In light of all these considerations, we, the undersigned alums, call on the College to:
- Drop all charges against Dartmouth students and faculty, including against history professor Annelise Orleck, who should be commended rather than punished for protecting students at great personal cost.
- Commit to allowing student journalists to cover important College events, especially those that may be critical of the College and its administration.
- Commit to fostering greater transparency about the ACIR by democratizing the process of selecting appointees and publicizing the names of the appointees.
- Commit to reforming the investment process so that students, faculty and other community members have a greater say over the causes Dartmouth is materially supporting.
- Commit to allowing peaceful protests to resume on the Green, following the impressive example of colleges like Wesleyan.

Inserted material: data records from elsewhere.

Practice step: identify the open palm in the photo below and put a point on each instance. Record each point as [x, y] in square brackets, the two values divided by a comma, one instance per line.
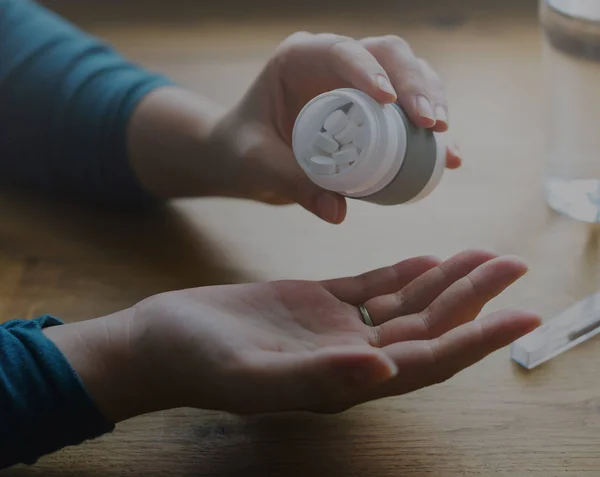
[299, 345]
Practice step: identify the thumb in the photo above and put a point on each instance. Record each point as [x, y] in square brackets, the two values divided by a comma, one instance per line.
[290, 181]
[332, 378]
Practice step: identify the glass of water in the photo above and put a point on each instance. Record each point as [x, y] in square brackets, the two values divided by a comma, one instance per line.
[571, 62]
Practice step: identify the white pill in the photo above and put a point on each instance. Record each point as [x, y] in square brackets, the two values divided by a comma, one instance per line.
[347, 135]
[326, 143]
[322, 165]
[356, 115]
[345, 155]
[361, 138]
[336, 122]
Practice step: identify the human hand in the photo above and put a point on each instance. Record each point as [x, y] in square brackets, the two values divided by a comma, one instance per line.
[259, 129]
[298, 345]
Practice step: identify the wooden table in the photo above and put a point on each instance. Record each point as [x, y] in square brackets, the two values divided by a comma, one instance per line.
[492, 419]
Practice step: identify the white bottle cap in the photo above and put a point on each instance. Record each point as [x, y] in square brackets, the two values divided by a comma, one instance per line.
[380, 156]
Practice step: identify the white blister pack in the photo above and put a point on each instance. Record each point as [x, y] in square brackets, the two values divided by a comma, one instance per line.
[573, 326]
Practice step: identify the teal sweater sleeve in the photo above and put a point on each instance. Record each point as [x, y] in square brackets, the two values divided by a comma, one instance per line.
[65, 102]
[43, 403]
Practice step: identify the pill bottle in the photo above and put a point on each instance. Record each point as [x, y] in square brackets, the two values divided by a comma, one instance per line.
[348, 143]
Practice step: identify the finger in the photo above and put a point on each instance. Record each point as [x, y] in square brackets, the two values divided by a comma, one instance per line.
[423, 363]
[326, 379]
[453, 157]
[338, 61]
[460, 303]
[420, 293]
[407, 76]
[358, 290]
[436, 95]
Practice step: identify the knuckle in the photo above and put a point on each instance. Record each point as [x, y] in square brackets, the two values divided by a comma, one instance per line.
[425, 317]
[394, 42]
[441, 373]
[341, 45]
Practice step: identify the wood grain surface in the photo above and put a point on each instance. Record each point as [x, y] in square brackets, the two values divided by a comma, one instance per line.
[492, 419]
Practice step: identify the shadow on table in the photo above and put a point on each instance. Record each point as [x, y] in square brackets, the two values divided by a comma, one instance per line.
[79, 262]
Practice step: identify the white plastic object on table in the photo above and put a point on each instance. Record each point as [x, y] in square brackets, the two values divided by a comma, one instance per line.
[566, 330]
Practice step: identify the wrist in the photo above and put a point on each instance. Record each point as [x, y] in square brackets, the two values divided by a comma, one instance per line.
[103, 353]
[172, 147]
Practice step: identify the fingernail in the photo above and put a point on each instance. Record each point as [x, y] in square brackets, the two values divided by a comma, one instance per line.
[384, 85]
[441, 114]
[328, 207]
[424, 108]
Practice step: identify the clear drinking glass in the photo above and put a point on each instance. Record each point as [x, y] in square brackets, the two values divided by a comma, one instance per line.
[571, 62]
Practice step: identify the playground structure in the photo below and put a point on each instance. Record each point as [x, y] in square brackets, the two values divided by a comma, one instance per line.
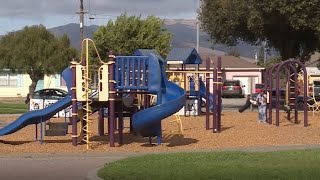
[290, 69]
[197, 85]
[313, 103]
[119, 79]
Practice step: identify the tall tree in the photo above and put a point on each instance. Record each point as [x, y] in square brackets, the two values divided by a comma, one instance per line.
[35, 51]
[291, 27]
[128, 33]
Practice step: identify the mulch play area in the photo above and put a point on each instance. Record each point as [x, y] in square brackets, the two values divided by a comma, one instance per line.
[238, 130]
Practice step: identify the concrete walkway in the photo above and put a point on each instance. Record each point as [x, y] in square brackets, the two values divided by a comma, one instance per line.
[84, 166]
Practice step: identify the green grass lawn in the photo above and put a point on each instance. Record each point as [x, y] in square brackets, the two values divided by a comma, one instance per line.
[298, 164]
[13, 107]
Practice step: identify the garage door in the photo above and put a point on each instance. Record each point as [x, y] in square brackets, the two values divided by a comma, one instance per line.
[245, 82]
[248, 82]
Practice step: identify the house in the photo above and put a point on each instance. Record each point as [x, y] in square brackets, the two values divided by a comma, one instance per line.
[233, 68]
[17, 85]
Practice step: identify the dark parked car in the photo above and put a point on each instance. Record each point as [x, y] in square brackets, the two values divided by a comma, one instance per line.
[232, 88]
[282, 99]
[48, 94]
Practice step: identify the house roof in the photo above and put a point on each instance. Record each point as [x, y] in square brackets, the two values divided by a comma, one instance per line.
[183, 56]
[229, 62]
[147, 52]
[314, 60]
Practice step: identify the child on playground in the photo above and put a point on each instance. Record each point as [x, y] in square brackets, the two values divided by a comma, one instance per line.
[262, 106]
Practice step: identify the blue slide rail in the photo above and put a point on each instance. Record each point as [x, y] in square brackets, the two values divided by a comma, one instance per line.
[170, 99]
[42, 115]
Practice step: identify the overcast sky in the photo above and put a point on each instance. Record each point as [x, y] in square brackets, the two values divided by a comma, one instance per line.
[15, 14]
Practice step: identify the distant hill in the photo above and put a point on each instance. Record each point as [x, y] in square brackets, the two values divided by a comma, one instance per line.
[73, 32]
[184, 35]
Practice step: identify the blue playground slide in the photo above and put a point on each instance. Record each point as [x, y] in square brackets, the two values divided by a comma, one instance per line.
[35, 117]
[148, 122]
[203, 95]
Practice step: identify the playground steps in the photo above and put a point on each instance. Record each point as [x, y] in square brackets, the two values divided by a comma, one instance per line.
[56, 129]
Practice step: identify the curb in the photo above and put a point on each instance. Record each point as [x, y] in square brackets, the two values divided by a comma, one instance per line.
[93, 174]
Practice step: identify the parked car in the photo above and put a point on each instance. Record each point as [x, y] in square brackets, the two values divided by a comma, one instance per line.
[259, 88]
[233, 88]
[50, 93]
[300, 99]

It is our hope that Dartmouth will continue to function as a site of learning and engagement, not a place where dissent is suppressed and discussion is forcibly silenced. Whether our hopes come to fruition is up to you, Beilock.
Anna Winham ’14
Amith Ananthram ’14
Genevieve Mifflin ’14
Shayla Mars ’11
Adam Mehring ’14
Semarley Jarrett ’14
Guillermo Rojas Hernandez ’13
Tausif Noor ’14
Crystal Ye ’14
Katie McKay ’16
Lily Brown ’15
Stephanie Tsz Yan Ng ’16
Hui Cheng ’16
Brenna Gourgeot ’18
Maryam Arain ’11
Elaine Richards ’14
Jessica Weil ’21
Danielle Forastieri Short ’13
Ijeoma Nwuke ’20
Alice Zhang ’21
Elizabeth Nguyen ’20
Andre Alcon ’10
Cecilia Dalle Ore ’13
Autumn Chuang ’16
Aileen Zhu ’16
Kang-Chun Cheng ’18
Anonymous ’14
Matthew Garczynski ’14
Ellen Nye ’14
Allison Puglisi ’15
Vivien Tejada ’16
Nic Tejada ’16
Eve Ahearn ’11
Silpa Raju ’16
Anonymous ’17
William Gerath ’11
Christina Reagan ’19
Jane Handorff ’17
Zonía Moore ’16
Jose Rodarte-Canales ’16
Alexander Procton ’15
Singer Horse Capture ’17
Gabriel Rodriguez ’13
Erica Westenberg ’15
Guest columns represent the views of their author(s), which are not necessarily those of The Dartmouth.